How can the Risk Pool Administrator coax your PCP to send you to specific Hospitals or Specialists?
Cash incentives work well. Cash incentives for referring patients are illegal only under Medicare Law. Otherwise, it might be taboo, but there are no legal restraints. The Hospital in the Risk Pool may use its own PPPM to augment the PCP’s PPPM and link this to referral to that hospital. This will obviously require audits by the administrators of the risk pool to assure that patients are indeed sent to the interested hospital and specialists.
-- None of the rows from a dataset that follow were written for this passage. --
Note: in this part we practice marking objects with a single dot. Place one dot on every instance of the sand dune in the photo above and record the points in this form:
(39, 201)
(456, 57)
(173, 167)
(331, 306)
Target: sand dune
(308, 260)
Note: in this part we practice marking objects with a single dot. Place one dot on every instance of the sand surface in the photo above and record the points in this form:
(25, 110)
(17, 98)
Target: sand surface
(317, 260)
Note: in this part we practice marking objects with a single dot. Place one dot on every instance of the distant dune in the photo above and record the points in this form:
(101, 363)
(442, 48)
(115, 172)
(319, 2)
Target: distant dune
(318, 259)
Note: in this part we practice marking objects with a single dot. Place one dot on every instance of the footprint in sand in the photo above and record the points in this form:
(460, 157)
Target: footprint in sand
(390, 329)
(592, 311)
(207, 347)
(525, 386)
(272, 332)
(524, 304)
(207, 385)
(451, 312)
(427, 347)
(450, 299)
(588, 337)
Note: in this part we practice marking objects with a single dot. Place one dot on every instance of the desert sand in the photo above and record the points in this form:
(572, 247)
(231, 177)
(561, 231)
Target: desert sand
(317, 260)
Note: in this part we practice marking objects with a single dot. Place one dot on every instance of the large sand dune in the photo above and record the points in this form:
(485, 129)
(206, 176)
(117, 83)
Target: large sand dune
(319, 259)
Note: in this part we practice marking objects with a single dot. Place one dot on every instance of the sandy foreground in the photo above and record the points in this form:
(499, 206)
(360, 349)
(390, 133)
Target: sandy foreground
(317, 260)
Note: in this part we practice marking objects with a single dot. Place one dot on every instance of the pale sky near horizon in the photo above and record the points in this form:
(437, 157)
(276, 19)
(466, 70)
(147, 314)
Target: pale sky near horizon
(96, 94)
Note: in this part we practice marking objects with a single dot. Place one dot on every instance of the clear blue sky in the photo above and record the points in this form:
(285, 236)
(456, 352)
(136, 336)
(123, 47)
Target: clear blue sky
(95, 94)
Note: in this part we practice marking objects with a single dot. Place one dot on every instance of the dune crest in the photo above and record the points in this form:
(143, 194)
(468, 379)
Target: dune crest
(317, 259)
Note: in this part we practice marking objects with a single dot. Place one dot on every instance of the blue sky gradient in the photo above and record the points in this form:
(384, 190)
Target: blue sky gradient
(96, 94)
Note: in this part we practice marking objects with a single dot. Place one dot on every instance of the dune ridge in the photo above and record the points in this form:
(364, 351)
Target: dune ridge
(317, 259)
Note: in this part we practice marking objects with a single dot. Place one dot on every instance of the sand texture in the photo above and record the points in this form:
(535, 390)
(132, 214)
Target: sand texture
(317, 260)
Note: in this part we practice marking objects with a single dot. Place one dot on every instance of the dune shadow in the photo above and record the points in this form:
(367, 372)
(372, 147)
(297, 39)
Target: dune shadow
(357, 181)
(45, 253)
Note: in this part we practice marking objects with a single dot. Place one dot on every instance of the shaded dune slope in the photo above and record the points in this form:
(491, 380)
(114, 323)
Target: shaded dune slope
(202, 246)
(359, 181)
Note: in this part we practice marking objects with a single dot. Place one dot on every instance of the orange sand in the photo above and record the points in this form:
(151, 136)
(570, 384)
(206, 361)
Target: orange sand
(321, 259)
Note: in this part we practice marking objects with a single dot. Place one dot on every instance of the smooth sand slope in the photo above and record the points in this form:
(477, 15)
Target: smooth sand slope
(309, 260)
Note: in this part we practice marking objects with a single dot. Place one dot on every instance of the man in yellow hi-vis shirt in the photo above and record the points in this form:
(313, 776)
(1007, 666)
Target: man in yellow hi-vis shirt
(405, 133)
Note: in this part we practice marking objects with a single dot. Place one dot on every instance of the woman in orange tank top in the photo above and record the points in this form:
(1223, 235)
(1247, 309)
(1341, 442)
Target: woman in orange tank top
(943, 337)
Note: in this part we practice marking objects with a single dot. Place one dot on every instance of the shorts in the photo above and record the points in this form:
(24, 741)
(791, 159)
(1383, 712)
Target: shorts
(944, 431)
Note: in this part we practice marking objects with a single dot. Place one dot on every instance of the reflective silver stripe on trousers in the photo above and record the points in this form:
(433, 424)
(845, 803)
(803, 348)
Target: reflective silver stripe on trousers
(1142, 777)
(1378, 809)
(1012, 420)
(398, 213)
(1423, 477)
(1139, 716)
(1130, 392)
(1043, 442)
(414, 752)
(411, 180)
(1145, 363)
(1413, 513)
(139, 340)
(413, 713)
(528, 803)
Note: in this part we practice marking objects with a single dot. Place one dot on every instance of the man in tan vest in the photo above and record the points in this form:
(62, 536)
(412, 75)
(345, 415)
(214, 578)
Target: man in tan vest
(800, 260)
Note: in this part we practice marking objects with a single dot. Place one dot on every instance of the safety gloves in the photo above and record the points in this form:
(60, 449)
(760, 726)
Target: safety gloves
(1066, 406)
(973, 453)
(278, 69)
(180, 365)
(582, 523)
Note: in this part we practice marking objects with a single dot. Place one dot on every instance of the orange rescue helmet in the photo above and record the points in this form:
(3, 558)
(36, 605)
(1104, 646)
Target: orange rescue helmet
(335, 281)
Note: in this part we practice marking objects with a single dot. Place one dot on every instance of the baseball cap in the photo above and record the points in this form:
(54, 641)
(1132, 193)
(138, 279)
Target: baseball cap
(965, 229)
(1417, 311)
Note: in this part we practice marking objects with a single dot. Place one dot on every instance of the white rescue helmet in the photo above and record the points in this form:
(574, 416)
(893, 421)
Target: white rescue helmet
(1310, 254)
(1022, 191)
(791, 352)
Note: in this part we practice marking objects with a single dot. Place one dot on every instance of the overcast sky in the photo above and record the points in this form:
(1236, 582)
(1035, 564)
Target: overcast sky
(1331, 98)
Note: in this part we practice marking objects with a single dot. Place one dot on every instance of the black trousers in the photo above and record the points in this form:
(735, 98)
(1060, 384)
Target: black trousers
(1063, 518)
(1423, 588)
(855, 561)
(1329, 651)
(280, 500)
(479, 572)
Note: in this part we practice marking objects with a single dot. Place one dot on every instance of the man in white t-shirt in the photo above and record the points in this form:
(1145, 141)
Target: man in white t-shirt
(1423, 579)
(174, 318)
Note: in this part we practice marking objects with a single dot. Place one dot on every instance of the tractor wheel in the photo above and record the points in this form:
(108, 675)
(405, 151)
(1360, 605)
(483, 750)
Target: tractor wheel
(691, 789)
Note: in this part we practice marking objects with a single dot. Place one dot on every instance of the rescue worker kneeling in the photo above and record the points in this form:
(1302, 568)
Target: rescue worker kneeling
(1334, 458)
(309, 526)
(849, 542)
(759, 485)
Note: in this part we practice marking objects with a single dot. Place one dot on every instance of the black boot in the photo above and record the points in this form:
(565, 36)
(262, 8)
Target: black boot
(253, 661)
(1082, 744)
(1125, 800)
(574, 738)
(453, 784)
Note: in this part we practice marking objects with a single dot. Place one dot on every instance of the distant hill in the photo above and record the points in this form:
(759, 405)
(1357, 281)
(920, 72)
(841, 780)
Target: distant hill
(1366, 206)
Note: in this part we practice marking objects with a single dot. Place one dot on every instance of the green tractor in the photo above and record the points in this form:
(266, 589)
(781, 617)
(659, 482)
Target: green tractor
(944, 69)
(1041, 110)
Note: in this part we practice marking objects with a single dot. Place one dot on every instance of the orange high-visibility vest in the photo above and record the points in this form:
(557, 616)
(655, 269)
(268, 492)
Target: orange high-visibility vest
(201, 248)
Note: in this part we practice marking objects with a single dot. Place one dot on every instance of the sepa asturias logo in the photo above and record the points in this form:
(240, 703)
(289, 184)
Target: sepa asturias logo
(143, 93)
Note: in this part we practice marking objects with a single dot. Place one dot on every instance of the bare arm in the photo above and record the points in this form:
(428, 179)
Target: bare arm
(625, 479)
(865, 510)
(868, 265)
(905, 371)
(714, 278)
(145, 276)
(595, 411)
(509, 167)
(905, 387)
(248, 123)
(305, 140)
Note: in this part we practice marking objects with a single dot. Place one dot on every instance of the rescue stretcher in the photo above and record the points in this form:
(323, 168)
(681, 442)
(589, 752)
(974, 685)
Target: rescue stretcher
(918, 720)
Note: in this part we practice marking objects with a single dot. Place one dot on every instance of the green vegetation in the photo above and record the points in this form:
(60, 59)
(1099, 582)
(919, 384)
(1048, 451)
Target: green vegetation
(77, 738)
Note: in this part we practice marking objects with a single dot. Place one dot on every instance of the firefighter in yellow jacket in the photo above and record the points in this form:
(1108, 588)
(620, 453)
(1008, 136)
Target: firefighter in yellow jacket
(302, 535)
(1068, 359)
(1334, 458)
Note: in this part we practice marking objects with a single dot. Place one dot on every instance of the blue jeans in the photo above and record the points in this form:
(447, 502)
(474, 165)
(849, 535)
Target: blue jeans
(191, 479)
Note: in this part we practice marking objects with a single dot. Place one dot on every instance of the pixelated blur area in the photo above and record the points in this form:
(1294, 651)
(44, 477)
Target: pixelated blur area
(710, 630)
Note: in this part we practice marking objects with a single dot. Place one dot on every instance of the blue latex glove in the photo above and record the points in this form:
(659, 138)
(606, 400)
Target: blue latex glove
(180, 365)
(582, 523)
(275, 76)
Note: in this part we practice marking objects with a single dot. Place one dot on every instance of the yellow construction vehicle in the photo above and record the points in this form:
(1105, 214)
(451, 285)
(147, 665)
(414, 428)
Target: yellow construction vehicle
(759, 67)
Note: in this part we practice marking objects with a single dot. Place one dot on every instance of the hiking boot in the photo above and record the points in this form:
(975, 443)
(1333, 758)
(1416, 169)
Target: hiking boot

If the patients still go elsewhere, and exercises a contractual choice, the PCPs will be penalized by withdrawal of the Augmented PPPM.
Who are these specialists?
Do they include senior surgeons with extensive experience? Are all specialists equivalent? Will these specialists render optimal care for a cut-rate payment? What is your real relationship with a PCP whose judgment is impacted by economic incentives? Other patients’ experiences, the Internet and reference books are valuable sources of information.